Five years after the Elmont community agreed to house UBS Arena, a retail village and hotel in town, residents are asking for New York Arena Partners to fulfill its promise and build a community center in town.
“We were good community partners, because they agreed on building a train station, redoing our park and also establishing a community center,” said Assemblywoman Michaelle Solages at a rally held last Sunday. “We see two of those commitments sub-standardly agreed to, but the third one still has not been established.”
The $1.3 billion Belmont Park Redevelopment Plan, announced in 2017, is a partnership between Oak View Group, the New York Islanders, and the Sterling Development Project known as New York Arena Partners. While the Islanders gained a new home at UBS Arena, a retail village is under construction, a train station was built, and Elmont Road Park received renovations—which the Town of Hempstead is reinvesting in as its turf field because of drainage problems, the community has been left without the 10,000-square-foot community center it was originally promised.
Parents, community leaders and elected officials gathered in the snow and strong wind Sunday afternoon outside of UBS Arena on Hempstead Turnpike to implore New York Arena Partners to build a community center.
“We want what is due to us, and that is a community center,” said County Legislator Carrié Solages. “A place of learning, a place of education, a place where our communities can have nonprofit organizations that will teach our community, the young people, how to grow and how to keep our homes.”
Lynette Battle, a parent in the Elmont community, highlighted the importance of having a community center in Elmont.
“We don’t have a space in Elmont for our children to be together, to give them some afternoon activities outside of what the school hosts, and even for the community’s parents, where you have opportunities to come together, gather and learn,” Battle said.
She asked that Arena Partners be invited to voice their solutions to find space for a community center in Elmont.
Bob Barker, president of the Locustwood Gotham Civic Association, and other community members believe that one location the community center could be built is at 570 Elmont Road in Elmont. He said that the community’s recommendations have not been responded to in order to address the issue.
“We are here today asking you to come out, meet with this community, engage, and believe in inclusion as opposed to exclusion,” Barker said. “So, we want you to come out. We want a seat at the table—not just to have a piece of the pie, but we want part of the entire pie of having everything in this community.”
Fenol C. LaRock, one of three executive directors of Elmont-based nonprofit Universal Interactions, spoke about his organization’s mission. Their goal is to build a community center in Elmont, and unify the generations throughout the Elmont community. Through the nonprofit’s website ElmontCommunityCenter.org, people can enroll in a monthly donation program to raise funds to build the community center.

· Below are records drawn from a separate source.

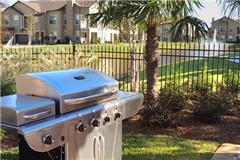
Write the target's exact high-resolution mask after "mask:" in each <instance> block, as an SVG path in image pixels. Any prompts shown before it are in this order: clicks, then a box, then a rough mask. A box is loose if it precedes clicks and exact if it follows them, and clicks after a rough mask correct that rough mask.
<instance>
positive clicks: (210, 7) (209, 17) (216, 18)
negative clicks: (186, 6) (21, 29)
mask: <svg viewBox="0 0 240 160" xmlns="http://www.w3.org/2000/svg"><path fill="white" fill-rule="evenodd" d="M0 1H3V2H6V3H8V4H13V3H14V2H16V0H0ZM202 3H203V5H204V8H201V9H196V13H195V15H196V16H197V17H198V18H200V19H202V20H204V21H205V22H206V23H207V24H208V25H209V26H210V25H211V22H212V18H214V19H215V20H216V19H218V18H221V17H222V16H223V14H222V13H221V11H222V9H221V6H219V5H218V3H217V2H216V0H202ZM235 18H236V17H235Z"/></svg>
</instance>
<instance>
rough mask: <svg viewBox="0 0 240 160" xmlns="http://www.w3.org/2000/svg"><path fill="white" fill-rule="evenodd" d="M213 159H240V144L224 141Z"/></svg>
mask: <svg viewBox="0 0 240 160" xmlns="http://www.w3.org/2000/svg"><path fill="white" fill-rule="evenodd" d="M211 160H240V145H237V144H230V143H223V144H222V145H221V146H220V147H219V148H218V149H217V151H216V152H215V153H214V155H213V157H212V159H211Z"/></svg>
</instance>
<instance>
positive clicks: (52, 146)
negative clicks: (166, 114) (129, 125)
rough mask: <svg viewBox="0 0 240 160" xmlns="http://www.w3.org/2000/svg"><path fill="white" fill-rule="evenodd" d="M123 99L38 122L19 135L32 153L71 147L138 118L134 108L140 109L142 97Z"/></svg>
mask: <svg viewBox="0 0 240 160" xmlns="http://www.w3.org/2000/svg"><path fill="white" fill-rule="evenodd" d="M136 95H137V94H136ZM140 98H141V97H140ZM122 99H123V100H121V99H120V100H116V101H111V102H106V103H103V104H99V105H93V106H90V107H87V108H84V109H80V110H76V111H74V112H70V113H66V114H64V115H60V116H56V117H50V118H49V119H47V120H44V121H41V122H37V123H36V124H37V125H35V124H34V125H33V124H28V125H25V126H23V127H21V128H19V130H20V131H19V132H20V133H21V134H22V135H23V136H24V138H25V140H26V142H27V143H28V145H29V146H31V148H32V149H34V150H35V151H38V152H47V151H50V150H52V149H54V148H56V147H59V146H62V145H64V144H66V143H68V142H69V141H70V140H71V139H74V138H79V137H81V136H84V135H88V134H91V133H93V132H95V131H96V132H98V131H99V132H101V131H102V129H103V130H104V129H105V128H108V127H110V126H114V125H113V124H115V123H118V122H120V121H121V120H122V119H125V118H128V117H130V116H131V115H134V114H136V113H137V111H138V108H135V107H131V106H136V105H137V106H138V105H139V106H140V103H142V101H139V96H134V94H133V95H132V96H129V95H128V94H126V96H125V97H123V98H122ZM126 101H127V103H126ZM102 127H103V128H102ZM79 141H80V140H79Z"/></svg>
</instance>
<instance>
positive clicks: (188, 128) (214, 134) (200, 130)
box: [123, 110, 240, 144]
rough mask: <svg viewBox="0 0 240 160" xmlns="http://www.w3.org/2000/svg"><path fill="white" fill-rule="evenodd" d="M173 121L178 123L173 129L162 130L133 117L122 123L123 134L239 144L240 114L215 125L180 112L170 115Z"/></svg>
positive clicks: (161, 127)
mask: <svg viewBox="0 0 240 160" xmlns="http://www.w3.org/2000/svg"><path fill="white" fill-rule="evenodd" d="M172 117H175V121H176V120H177V122H179V123H180V125H179V126H177V127H174V128H162V127H158V126H148V125H146V124H143V123H142V122H141V120H139V116H134V117H132V118H130V119H128V120H125V121H124V123H123V133H135V134H147V135H156V134H165V135H169V136H172V137H176V138H188V139H196V140H215V141H218V142H220V143H235V144H240V112H239V113H235V114H234V115H228V116H222V118H221V121H220V122H218V123H215V124H206V123H202V122H199V121H197V120H194V119H193V117H192V114H191V113H190V112H189V111H187V110H184V111H181V112H179V113H176V114H174V115H172Z"/></svg>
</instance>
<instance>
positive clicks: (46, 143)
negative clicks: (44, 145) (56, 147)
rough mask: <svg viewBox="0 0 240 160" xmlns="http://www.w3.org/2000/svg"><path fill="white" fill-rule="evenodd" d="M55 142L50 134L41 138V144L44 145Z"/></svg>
mask: <svg viewBox="0 0 240 160" xmlns="http://www.w3.org/2000/svg"><path fill="white" fill-rule="evenodd" d="M54 141H55V140H54V139H53V138H52V136H51V135H50V134H47V135H45V136H44V137H43V144H46V145H51V144H53V142H54Z"/></svg>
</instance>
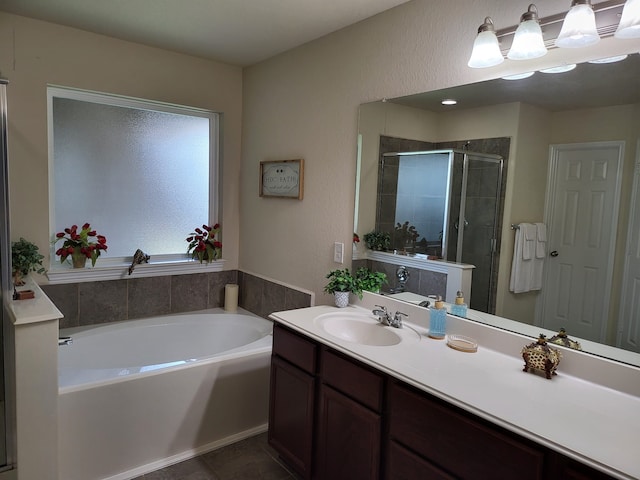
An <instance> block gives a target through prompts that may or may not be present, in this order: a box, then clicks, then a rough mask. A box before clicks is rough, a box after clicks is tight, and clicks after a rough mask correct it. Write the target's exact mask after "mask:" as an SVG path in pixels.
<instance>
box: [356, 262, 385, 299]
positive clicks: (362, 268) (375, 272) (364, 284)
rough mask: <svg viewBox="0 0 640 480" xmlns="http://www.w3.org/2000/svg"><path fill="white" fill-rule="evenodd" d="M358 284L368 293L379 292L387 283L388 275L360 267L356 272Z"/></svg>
mask: <svg viewBox="0 0 640 480" xmlns="http://www.w3.org/2000/svg"><path fill="white" fill-rule="evenodd" d="M356 283H357V284H358V286H359V287H360V289H361V290H365V291H367V292H374V293H375V292H379V291H380V288H382V285H384V284H385V283H387V274H386V273H384V272H374V271H373V270H369V269H368V268H367V267H360V268H359V269H358V270H357V271H356Z"/></svg>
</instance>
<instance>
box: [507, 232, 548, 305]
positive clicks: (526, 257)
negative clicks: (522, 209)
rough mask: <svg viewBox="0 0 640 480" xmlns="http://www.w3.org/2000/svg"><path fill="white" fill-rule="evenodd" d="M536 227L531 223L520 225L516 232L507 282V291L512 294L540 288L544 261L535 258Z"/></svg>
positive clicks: (535, 253) (538, 258) (541, 259)
mask: <svg viewBox="0 0 640 480" xmlns="http://www.w3.org/2000/svg"><path fill="white" fill-rule="evenodd" d="M536 227H537V226H536V225H534V224H532V223H521V224H520V228H519V229H518V230H516V238H515V243H514V246H513V261H512V263H511V280H510V282H509V290H510V291H512V292H513V293H525V292H530V291H532V290H540V289H541V288H542V266H543V262H544V259H539V258H537V243H538V232H537V228H536ZM545 234H546V232H545Z"/></svg>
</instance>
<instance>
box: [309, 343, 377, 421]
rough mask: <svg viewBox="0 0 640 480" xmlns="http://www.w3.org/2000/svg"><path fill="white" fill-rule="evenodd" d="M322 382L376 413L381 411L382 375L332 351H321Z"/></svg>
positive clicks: (329, 350)
mask: <svg viewBox="0 0 640 480" xmlns="http://www.w3.org/2000/svg"><path fill="white" fill-rule="evenodd" d="M320 369H321V372H322V381H323V382H324V383H326V384H328V385H331V386H332V387H334V388H335V389H337V390H340V391H341V392H342V393H344V394H345V395H348V396H349V397H351V398H353V399H354V400H357V401H358V402H360V403H361V404H363V405H364V406H366V407H368V408H370V409H371V410H374V411H376V412H380V411H382V397H383V385H384V380H383V377H382V375H380V374H379V373H376V372H374V371H373V370H370V369H369V368H368V367H366V366H364V365H361V364H359V363H355V362H354V360H351V359H348V358H346V357H344V356H342V355H340V354H339V353H337V352H334V351H332V350H327V349H325V350H323V352H322V361H321V364H320Z"/></svg>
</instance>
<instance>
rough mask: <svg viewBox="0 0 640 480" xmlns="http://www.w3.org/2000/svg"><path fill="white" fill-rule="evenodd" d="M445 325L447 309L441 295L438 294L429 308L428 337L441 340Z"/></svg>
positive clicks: (446, 320) (446, 313)
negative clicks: (442, 299) (437, 295)
mask: <svg viewBox="0 0 640 480" xmlns="http://www.w3.org/2000/svg"><path fill="white" fill-rule="evenodd" d="M446 325H447V309H446V308H445V306H444V302H443V301H442V297H440V296H438V297H437V299H436V301H435V302H434V304H433V306H432V307H430V308H429V337H430V338H435V339H437V340H442V339H443V338H444V335H445V329H446Z"/></svg>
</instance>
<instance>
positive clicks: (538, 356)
mask: <svg viewBox="0 0 640 480" xmlns="http://www.w3.org/2000/svg"><path fill="white" fill-rule="evenodd" d="M561 357H562V354H561V353H560V352H559V351H558V350H556V349H555V348H551V347H549V346H548V345H547V341H546V336H545V335H544V334H542V333H541V334H540V337H538V340H537V341H536V342H533V343H530V344H529V345H526V346H525V347H524V348H523V349H522V358H523V359H524V371H525V372H529V371H539V372H544V375H545V377H547V378H549V379H550V378H551V376H552V375H556V369H557V368H558V364H559V363H560V358H561Z"/></svg>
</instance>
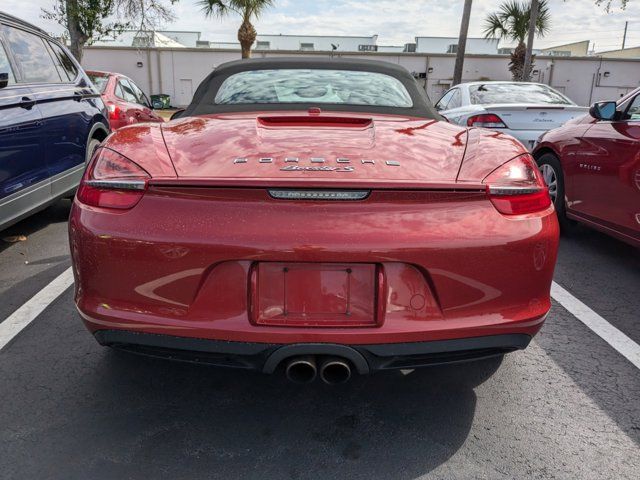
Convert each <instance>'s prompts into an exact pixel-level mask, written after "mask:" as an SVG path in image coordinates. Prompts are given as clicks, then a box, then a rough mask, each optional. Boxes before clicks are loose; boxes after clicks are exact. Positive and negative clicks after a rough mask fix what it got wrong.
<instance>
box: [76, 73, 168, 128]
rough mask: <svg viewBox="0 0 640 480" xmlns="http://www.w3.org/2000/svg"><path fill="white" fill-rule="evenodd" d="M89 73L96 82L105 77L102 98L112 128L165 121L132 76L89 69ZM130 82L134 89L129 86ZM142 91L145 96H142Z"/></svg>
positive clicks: (123, 126) (142, 94)
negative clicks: (94, 70)
mask: <svg viewBox="0 0 640 480" xmlns="http://www.w3.org/2000/svg"><path fill="white" fill-rule="evenodd" d="M87 74H88V75H89V76H90V77H91V78H92V79H93V80H94V83H95V81H96V79H105V80H104V82H105V83H104V84H103V85H101V86H99V88H100V89H101V94H102V100H103V101H104V103H105V105H106V106H107V109H108V110H109V124H110V126H111V130H117V129H119V128H121V127H124V126H126V125H133V124H135V123H141V122H164V119H163V118H162V117H161V116H160V115H158V114H157V113H156V112H154V111H153V109H152V108H151V103H150V102H149V99H148V98H147V96H146V95H145V94H144V93H142V90H141V89H140V88H139V87H138V86H137V85H135V83H133V80H131V79H130V78H128V77H125V76H124V75H121V74H119V73H111V72H98V71H88V72H87ZM126 82H128V83H126ZM129 84H131V86H132V89H130V88H129ZM133 89H137V90H133ZM140 93H142V97H143V98H140V97H141V96H140ZM132 95H133V96H132ZM125 97H126V99H125Z"/></svg>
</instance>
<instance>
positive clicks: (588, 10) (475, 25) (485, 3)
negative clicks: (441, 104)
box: [0, 0, 640, 51]
mask: <svg viewBox="0 0 640 480" xmlns="http://www.w3.org/2000/svg"><path fill="white" fill-rule="evenodd" d="M54 1H55V0H26V1H25V0H1V2H0V10H3V11H5V12H8V13H11V14H12V15H15V16H18V17H21V18H23V19H25V20H27V21H30V22H32V23H35V24H36V25H38V26H40V27H41V28H43V29H44V30H46V31H48V32H50V33H54V34H60V33H62V31H63V29H62V27H60V26H59V25H57V24H56V23H54V22H51V21H46V20H44V19H43V18H41V9H42V8H50V7H51V5H52V4H53V3H54ZM274 3H275V5H274V7H272V8H270V9H269V10H268V11H266V12H265V13H264V14H263V15H262V16H261V17H260V18H259V19H258V20H257V21H256V22H254V25H255V26H256V29H257V30H258V33H262V34H279V33H282V34H290V35H295V34H313V35H332V34H334V35H362V36H371V35H374V34H378V35H379V38H378V44H379V45H404V44H405V43H408V42H412V41H413V38H414V37H415V36H451V37H457V36H458V33H459V29H460V17H461V15H462V6H463V4H464V1H463V0H274ZM499 4H500V1H496V0H474V2H473V9H472V15H471V24H470V27H469V30H470V32H469V35H470V36H482V30H483V22H484V18H485V17H486V16H487V15H488V14H489V13H491V12H493V11H496V10H497V8H498V6H499ZM549 7H550V10H551V31H550V33H549V34H548V35H546V36H545V37H544V38H542V39H536V42H535V47H536V48H542V47H549V46H553V45H560V44H564V43H569V42H573V41H580V40H591V41H592V48H593V44H595V50H596V51H604V50H613V49H617V48H620V47H621V46H622V36H623V31H624V24H625V21H628V22H629V26H628V33H627V44H626V46H627V47H632V46H640V0H629V4H628V6H627V8H626V10H621V9H620V7H619V3H618V0H614V5H613V7H612V9H611V11H610V12H609V13H607V12H606V11H605V9H604V7H603V6H597V5H595V0H549ZM172 8H173V12H174V15H175V20H174V21H173V22H171V23H166V24H164V25H162V28H164V29H166V30H195V31H200V32H202V39H203V40H216V41H235V38H236V32H237V29H238V26H239V24H240V19H239V17H237V16H233V15H232V16H229V17H226V18H224V19H218V18H205V16H204V14H203V13H202V12H201V9H200V7H199V6H198V5H197V2H196V0H179V1H178V3H176V4H175V5H174V6H173V7H172ZM505 45H506V44H505Z"/></svg>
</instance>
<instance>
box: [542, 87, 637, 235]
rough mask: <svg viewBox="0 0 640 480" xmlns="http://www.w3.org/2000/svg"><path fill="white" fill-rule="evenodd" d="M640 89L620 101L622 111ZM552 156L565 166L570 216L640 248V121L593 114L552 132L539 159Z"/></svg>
mask: <svg viewBox="0 0 640 480" xmlns="http://www.w3.org/2000/svg"><path fill="white" fill-rule="evenodd" d="M639 96H640V88H639V89H636V90H634V91H633V92H631V93H629V94H628V95H626V96H625V97H624V98H622V99H620V100H619V101H618V102H617V103H618V110H619V111H622V110H624V109H626V108H627V107H629V105H631V104H633V102H636V104H637V101H638V97H639ZM546 152H552V153H553V154H554V155H555V156H556V157H557V158H558V159H559V160H560V164H561V166H562V172H563V175H564V184H565V205H566V212H567V216H568V217H569V218H571V219H573V220H577V221H580V222H582V223H584V224H586V225H589V226H591V227H593V228H596V229H598V230H601V231H603V232H605V233H608V234H610V235H612V236H614V237H616V238H619V239H621V240H623V241H625V242H627V243H630V244H632V245H635V246H637V247H640V118H638V117H637V116H636V117H634V118H630V119H621V120H616V121H603V120H600V121H599V120H596V119H594V118H593V117H591V116H590V115H586V116H585V117H583V118H581V119H579V120H578V119H576V120H574V121H572V122H570V123H567V124H565V125H564V126H562V127H560V128H557V129H554V130H551V131H549V132H547V133H546V134H545V135H544V136H543V137H542V139H541V141H540V143H539V144H538V145H537V147H536V149H535V151H534V155H536V157H539V156H540V155H542V154H544V153H546Z"/></svg>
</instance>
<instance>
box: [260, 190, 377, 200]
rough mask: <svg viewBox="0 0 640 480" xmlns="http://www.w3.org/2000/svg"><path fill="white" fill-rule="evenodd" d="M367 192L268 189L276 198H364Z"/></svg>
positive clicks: (362, 198) (303, 198)
mask: <svg viewBox="0 0 640 480" xmlns="http://www.w3.org/2000/svg"><path fill="white" fill-rule="evenodd" d="M369 193H371V191H370V190H296V189H270V190H269V195H271V197H272V198H275V199H277V200H343V201H344V200H364V199H365V198H367V197H368V196H369Z"/></svg>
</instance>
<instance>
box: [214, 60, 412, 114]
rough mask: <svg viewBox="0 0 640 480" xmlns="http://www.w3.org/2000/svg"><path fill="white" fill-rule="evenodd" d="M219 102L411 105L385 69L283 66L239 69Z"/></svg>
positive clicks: (232, 104)
mask: <svg viewBox="0 0 640 480" xmlns="http://www.w3.org/2000/svg"><path fill="white" fill-rule="evenodd" d="M214 102H215V104H217V105H239V104H254V103H255V104H279V103H282V104H291V103H317V104H344V105H367V106H380V107H400V108H410V107H412V106H413V101H412V100H411V96H410V95H409V93H408V92H407V89H406V88H405V87H404V85H402V83H401V82H400V81H399V80H397V79H395V78H393V77H391V76H389V75H385V74H382V73H376V72H362V71H350V70H321V69H279V70H253V71H246V72H240V73H236V74H234V75H231V76H230V77H229V78H227V79H226V80H225V81H224V83H223V84H222V85H221V86H220V89H219V90H218V92H217V94H216V97H215V100H214Z"/></svg>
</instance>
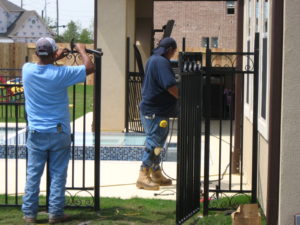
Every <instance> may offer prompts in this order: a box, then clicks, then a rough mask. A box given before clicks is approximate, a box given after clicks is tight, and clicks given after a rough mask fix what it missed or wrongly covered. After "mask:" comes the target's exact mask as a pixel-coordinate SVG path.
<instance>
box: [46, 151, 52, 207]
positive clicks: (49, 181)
mask: <svg viewBox="0 0 300 225" xmlns="http://www.w3.org/2000/svg"><path fill="white" fill-rule="evenodd" d="M46 168H47V172H46V210H47V212H49V196H50V183H51V177H50V166H49V151H48V150H47V167H46Z"/></svg>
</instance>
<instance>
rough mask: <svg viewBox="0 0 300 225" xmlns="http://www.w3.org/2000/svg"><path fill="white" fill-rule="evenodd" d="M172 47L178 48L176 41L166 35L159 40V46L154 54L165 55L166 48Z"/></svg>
mask: <svg viewBox="0 0 300 225" xmlns="http://www.w3.org/2000/svg"><path fill="white" fill-rule="evenodd" d="M170 47H172V48H173V49H176V48H177V44H176V41H175V40H174V39H173V38H170V37H166V38H164V39H162V40H161V41H160V42H159V44H158V47H157V48H156V49H154V50H153V54H154V55H164V54H165V53H166V50H167V49H168V48H170Z"/></svg>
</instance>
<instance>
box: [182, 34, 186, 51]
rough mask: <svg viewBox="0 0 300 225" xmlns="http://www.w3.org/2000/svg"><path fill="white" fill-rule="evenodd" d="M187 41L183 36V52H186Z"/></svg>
mask: <svg viewBox="0 0 300 225" xmlns="http://www.w3.org/2000/svg"><path fill="white" fill-rule="evenodd" d="M185 41H186V39H185V37H184V38H182V51H183V52H185V44H186V43H185Z"/></svg>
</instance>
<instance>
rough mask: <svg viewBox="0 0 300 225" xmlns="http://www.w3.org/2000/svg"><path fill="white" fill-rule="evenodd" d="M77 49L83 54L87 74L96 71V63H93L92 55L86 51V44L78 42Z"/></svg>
mask: <svg viewBox="0 0 300 225" xmlns="http://www.w3.org/2000/svg"><path fill="white" fill-rule="evenodd" d="M75 47H76V50H77V51H78V53H79V54H80V55H81V58H82V62H83V64H84V65H85V68H86V75H89V74H91V73H93V72H94V71H95V65H94V63H92V61H91V59H90V57H89V56H88V55H87V53H86V51H85V45H83V44H76V46H75Z"/></svg>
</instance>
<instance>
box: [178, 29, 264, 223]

Universal Interactions has additionally started a GoFundMe to raise money to build the center, which can be found at bit.ly/ElmontCommunity. At press time, $405 has been donated to the cause, which has a goal of raising $500,000.
Tamar Paoli-Bailey, event coordinator and board member of the Elmont Cultural Center which was established in 2009, spoke to the importance of having a place where community members can gather.
“It is sad that all across Long Island, other communities have spaces where they can talk and they can commune with each other and we can’t,” Paoli-Bailey said.
In response to the Herald’s request for comment, a spokesperson for New York Arena Partners said the organization was “thrilled to welcome the Elmont community to the Free Family Skate, and we look forward to engaging with the community on more programs and initiatives that benefit our neighbors.”